Learning from Sarasota

July 18, 2006 9 comments Open printer friendly version of this article Print Article

Discovering successful urban redevelopment strategies from our cultured sibling in SW Florida..

Learning from Sarasota

Discovering successful urban redevelopment strategies from our cultured sibling in SW Florida..

City Description
Incorporated as a city in 1921, Sarasota was an early Floridian tourist destination and the winter home of Marble and John Ringling of the famed Ringling Brothers Circus. Its also been recognized by many as the cultural center of Florida, since the 1920’s. While much smaller than the larger Floridian metropolitan areas, this city and its surroundings are keeping pace with its larger Floridian siblings in regards to urban infill and high-rise development. As what was done with visits to Charleston and Philadelphia, Metro Jacksonville examines urban design techniques and opportunities that could be applied our own downtown core.

City of Sarasota
14.9 square miles
55,596 (2005 estimate)
Sarasota-Bradenton MSA 673,035 (2005 estimate)

City of Jacksonville
757.7 square miles
800,000+ (2005 estimate)
Jacksonville MSA 1,223,802 (2005 estimate)


Learning from Sarasota


This remains a dirty word to a majority of downtown landowners, but there’s no doubt it brings the results if one is interested in seeing a pedestrian friendly atmosphere lined with retail and dining.

Main Street runs through the heart of downtown. There is a continuous line of outdoor cafes, restaurants, retail shops and art galleries fronting the street. Parking along Main is diagonal and limited to 2 hours with no charge. Our downtown has a much higher percentage of office workers, making the idea of free parking more of a challenge. If we would like to see the downtown retail environment thrive, we do need to examine and implement the parking solutions the Downtown Action Plan Committee discussed and debated back in April.


Originally constructed as a 300,000sf mall in the heart of downtown, to keep shoppers from fleeing the suburbs, Main Plaza was a failure from the start and officially received its death blow when Maas Brothers ceased operations in 1991. However, today it shines as an example of cashing in when the opportunity presents itself. Today, the interior of the mall now serves as an office building, the old department store space is now the home of a twenty-screen megaplex and the retail spaces, that once lined Main Street are now sit down restaurants with outdoor dining.
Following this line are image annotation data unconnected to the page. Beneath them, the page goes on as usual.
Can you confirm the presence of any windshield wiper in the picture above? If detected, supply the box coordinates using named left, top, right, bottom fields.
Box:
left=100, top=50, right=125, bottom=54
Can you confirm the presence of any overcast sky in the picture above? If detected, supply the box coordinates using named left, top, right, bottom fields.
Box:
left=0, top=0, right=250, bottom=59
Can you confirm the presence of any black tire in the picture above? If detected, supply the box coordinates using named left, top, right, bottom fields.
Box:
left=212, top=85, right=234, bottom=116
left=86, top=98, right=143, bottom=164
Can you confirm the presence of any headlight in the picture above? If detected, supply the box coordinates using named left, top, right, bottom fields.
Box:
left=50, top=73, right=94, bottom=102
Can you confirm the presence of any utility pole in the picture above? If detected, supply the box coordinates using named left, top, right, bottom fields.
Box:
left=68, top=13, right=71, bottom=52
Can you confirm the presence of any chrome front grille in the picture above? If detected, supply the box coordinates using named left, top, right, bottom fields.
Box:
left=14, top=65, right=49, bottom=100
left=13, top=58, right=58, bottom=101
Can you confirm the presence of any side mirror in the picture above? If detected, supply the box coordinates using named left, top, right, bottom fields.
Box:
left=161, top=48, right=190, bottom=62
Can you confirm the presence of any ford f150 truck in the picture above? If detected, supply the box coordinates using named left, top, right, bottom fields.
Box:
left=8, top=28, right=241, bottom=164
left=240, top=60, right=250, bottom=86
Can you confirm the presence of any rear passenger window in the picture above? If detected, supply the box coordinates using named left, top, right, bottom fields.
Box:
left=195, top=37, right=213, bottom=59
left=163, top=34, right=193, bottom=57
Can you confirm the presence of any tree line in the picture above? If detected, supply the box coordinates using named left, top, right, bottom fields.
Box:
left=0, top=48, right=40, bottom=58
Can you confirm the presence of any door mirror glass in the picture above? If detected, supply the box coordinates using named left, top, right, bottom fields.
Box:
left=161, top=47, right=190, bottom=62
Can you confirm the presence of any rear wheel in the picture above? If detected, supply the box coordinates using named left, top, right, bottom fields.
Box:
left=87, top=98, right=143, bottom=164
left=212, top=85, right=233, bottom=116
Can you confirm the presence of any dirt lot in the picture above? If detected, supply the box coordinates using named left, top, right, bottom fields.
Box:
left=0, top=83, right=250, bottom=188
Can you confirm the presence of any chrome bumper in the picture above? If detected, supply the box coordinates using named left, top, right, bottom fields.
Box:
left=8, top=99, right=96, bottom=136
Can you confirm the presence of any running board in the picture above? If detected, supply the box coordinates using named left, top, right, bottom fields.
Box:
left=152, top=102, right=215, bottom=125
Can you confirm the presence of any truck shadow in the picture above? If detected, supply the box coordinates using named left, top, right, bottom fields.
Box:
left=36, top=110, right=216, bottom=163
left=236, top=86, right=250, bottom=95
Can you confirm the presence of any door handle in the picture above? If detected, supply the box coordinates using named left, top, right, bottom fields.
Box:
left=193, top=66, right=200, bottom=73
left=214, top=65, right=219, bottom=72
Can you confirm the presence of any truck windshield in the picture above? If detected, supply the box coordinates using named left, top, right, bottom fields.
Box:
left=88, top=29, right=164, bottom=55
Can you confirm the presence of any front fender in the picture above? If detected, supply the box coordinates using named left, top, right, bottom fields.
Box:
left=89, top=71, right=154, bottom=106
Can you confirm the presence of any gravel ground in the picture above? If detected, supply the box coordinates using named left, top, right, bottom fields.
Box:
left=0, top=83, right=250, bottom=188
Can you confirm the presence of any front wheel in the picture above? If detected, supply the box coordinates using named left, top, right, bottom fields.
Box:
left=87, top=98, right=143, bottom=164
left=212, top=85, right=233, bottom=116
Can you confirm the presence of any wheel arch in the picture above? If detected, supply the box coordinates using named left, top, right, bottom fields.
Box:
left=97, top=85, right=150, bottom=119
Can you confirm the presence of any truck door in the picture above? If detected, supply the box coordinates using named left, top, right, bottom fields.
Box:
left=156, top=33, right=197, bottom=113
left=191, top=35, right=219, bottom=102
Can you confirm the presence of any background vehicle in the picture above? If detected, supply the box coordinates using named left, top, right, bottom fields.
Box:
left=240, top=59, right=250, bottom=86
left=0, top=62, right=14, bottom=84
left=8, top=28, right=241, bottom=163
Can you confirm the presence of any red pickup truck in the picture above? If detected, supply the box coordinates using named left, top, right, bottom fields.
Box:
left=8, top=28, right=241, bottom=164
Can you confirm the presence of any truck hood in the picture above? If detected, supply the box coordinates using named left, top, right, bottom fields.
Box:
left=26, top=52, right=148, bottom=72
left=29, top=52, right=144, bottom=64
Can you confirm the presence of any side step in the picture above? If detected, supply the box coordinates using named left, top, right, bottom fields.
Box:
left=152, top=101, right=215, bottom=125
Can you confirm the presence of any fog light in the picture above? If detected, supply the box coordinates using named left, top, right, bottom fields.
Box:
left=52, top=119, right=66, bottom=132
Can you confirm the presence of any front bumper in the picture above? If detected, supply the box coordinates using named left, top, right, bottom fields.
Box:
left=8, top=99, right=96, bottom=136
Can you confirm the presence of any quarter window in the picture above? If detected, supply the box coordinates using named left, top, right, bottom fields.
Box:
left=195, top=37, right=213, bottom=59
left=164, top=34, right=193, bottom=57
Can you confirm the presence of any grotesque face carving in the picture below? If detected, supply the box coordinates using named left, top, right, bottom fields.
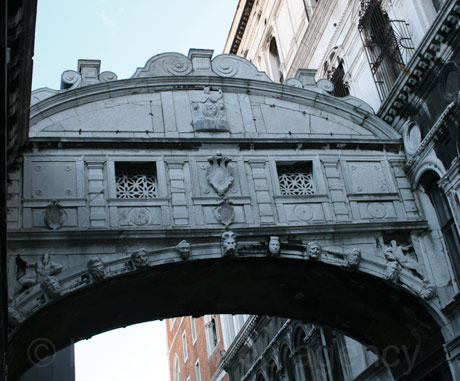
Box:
left=307, top=241, right=321, bottom=259
left=385, top=261, right=400, bottom=281
left=221, top=232, right=236, bottom=256
left=41, top=276, right=62, bottom=298
left=131, top=249, right=149, bottom=268
left=345, top=249, right=361, bottom=267
left=268, top=236, right=281, bottom=255
left=176, top=239, right=191, bottom=259
left=88, top=258, right=107, bottom=280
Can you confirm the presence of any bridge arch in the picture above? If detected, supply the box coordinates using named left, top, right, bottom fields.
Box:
left=9, top=50, right=453, bottom=377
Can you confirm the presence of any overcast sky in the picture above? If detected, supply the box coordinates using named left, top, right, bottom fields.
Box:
left=32, top=0, right=238, bottom=381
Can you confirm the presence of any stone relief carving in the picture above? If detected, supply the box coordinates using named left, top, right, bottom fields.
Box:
left=268, top=236, right=281, bottom=256
left=87, top=257, right=107, bottom=282
left=16, top=253, right=63, bottom=289
left=384, top=240, right=424, bottom=280
left=214, top=200, right=235, bottom=227
left=43, top=200, right=67, bottom=230
left=306, top=241, right=322, bottom=260
left=40, top=276, right=62, bottom=299
left=192, top=86, right=229, bottom=132
left=131, top=249, right=149, bottom=270
left=345, top=249, right=361, bottom=268
left=220, top=231, right=238, bottom=257
left=419, top=281, right=436, bottom=300
left=8, top=297, right=24, bottom=327
left=176, top=239, right=191, bottom=260
left=384, top=261, right=401, bottom=282
left=206, top=152, right=234, bottom=197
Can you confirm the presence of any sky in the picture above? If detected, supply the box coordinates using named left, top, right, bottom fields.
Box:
left=32, top=0, right=238, bottom=381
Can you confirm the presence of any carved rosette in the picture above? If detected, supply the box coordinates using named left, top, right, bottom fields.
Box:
left=206, top=152, right=234, bottom=197
left=192, top=86, right=229, bottom=132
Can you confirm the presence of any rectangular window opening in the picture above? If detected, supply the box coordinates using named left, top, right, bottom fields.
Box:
left=115, top=162, right=158, bottom=199
left=276, top=161, right=315, bottom=196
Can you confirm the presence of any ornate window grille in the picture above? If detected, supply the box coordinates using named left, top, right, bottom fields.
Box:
left=358, top=0, right=414, bottom=101
left=115, top=162, right=157, bottom=198
left=277, top=162, right=315, bottom=196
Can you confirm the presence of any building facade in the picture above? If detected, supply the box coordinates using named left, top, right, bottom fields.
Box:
left=7, top=1, right=460, bottom=374
left=218, top=0, right=460, bottom=380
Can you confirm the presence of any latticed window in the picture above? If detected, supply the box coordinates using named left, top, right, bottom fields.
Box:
left=358, top=0, right=414, bottom=101
left=115, top=162, right=157, bottom=198
left=277, top=162, right=315, bottom=196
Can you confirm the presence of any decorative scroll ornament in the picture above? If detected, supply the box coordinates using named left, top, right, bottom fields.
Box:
left=44, top=200, right=67, bottom=230
left=176, top=239, right=191, bottom=260
left=345, top=249, right=361, bottom=268
left=206, top=152, right=234, bottom=197
left=220, top=231, right=238, bottom=258
left=17, top=254, right=63, bottom=288
left=214, top=200, right=235, bottom=227
left=88, top=257, right=107, bottom=281
left=131, top=249, right=149, bottom=270
left=268, top=236, right=281, bottom=256
left=306, top=241, right=322, bottom=260
left=192, top=86, right=229, bottom=132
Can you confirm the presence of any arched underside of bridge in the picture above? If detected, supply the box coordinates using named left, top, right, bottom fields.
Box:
left=9, top=257, right=443, bottom=379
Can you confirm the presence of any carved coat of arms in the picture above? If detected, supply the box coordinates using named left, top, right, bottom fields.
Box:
left=206, top=153, right=234, bottom=197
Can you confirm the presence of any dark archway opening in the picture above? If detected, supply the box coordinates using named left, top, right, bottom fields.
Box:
left=10, top=258, right=444, bottom=379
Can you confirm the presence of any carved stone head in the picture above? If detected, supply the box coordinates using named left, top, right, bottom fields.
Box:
left=268, top=236, right=281, bottom=255
left=385, top=261, right=401, bottom=282
left=345, top=249, right=361, bottom=267
left=176, top=239, right=191, bottom=260
left=131, top=249, right=149, bottom=269
left=40, top=276, right=62, bottom=298
left=420, top=283, right=436, bottom=300
left=88, top=257, right=107, bottom=280
left=307, top=241, right=321, bottom=259
left=221, top=231, right=237, bottom=257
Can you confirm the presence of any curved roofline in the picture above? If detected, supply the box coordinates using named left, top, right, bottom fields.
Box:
left=30, top=76, right=401, bottom=140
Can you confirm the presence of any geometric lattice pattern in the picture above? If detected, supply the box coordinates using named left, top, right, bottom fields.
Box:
left=115, top=162, right=157, bottom=198
left=277, top=162, right=315, bottom=196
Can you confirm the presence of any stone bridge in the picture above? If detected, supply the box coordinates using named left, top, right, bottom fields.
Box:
left=8, top=50, right=457, bottom=378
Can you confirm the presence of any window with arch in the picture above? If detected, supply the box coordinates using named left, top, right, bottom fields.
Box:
left=268, top=37, right=284, bottom=83
left=204, top=315, right=220, bottom=357
left=358, top=0, right=415, bottom=101
left=420, top=171, right=460, bottom=280
left=173, top=353, right=182, bottom=381
left=280, top=344, right=295, bottom=381
left=294, top=327, right=313, bottom=381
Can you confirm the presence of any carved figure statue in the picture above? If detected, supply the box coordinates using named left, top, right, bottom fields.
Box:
left=221, top=231, right=237, bottom=257
left=419, top=281, right=436, bottom=300
left=345, top=249, right=361, bottom=267
left=384, top=240, right=424, bottom=280
left=40, top=276, right=62, bottom=299
left=8, top=297, right=24, bottom=327
left=18, top=253, right=63, bottom=287
left=88, top=257, right=107, bottom=281
left=176, top=239, right=191, bottom=260
left=131, top=249, right=149, bottom=269
left=268, top=236, right=281, bottom=255
left=307, top=241, right=321, bottom=259
left=384, top=261, right=401, bottom=282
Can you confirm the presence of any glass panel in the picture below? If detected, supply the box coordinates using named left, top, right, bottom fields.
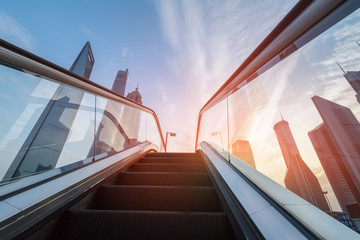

So what does this have to do with Jacksonville? Remember a place called the Landing? Opportunity has been helplessly banging on the doors of city hall for nearly three years and to this date, for some strange reason, few in charge are willing to open the door and let the private sector do what it does best…develop!


While strolling the streets of downtown Sarasota, one can’t help but notice how clean and well kept the streets and sidewalks are. Just routine maintenance of things that can easily go unnoticed (ex. street lamps, trash pickup, etc.) can make a world of difference regarding an urban environment’s image to the general public. Unfortunately, Jacksonville still has a long way to go in this department.


Make no doubt about it, everyone loves parks and open space, but there is still a need to properly integrate them with appropriate surroundings in an urban setting. While our pocket parks serve more as landscaped pockets of isolation, Sarasota parks serve as a great example of how to integrate small parks and pockets of open spaces with the buildings and environment surrounding them. Here restaurants, offices, and residences open up into these outdoor spaces. For those who’ve played an integral role in the pocket park planned along Main Street, take heed, before its too late. Those .75 acres could be used for something more worthwhile and contributing to the downtown core.


Ever wonder what to do with old abandoned alleys and narrow spaces left over from building demolitions, many of which are currently used for parking or free hotels by urban outdoorsmen? Mattison’s City Grill, located on the corner of Main Street and Lemon Avenue, could serve as the answer. Other than the small kitchen area in the back of an adjacent building, the entire business is located outside on a small narrow plot of land.

There are several of these underutilized spots in the Northbank. One that immediately comes to mind (only used by the homeless) is located on Main Street, directly across from 11 East. With a little creativity, these left over and overlooked spaces could become the home of outdoor cafes, specialty markets, or bars. With little money spent on a structure, such spaces could become creative options for unique local mom & pop establishments that otherwise could not afford to do business in the core.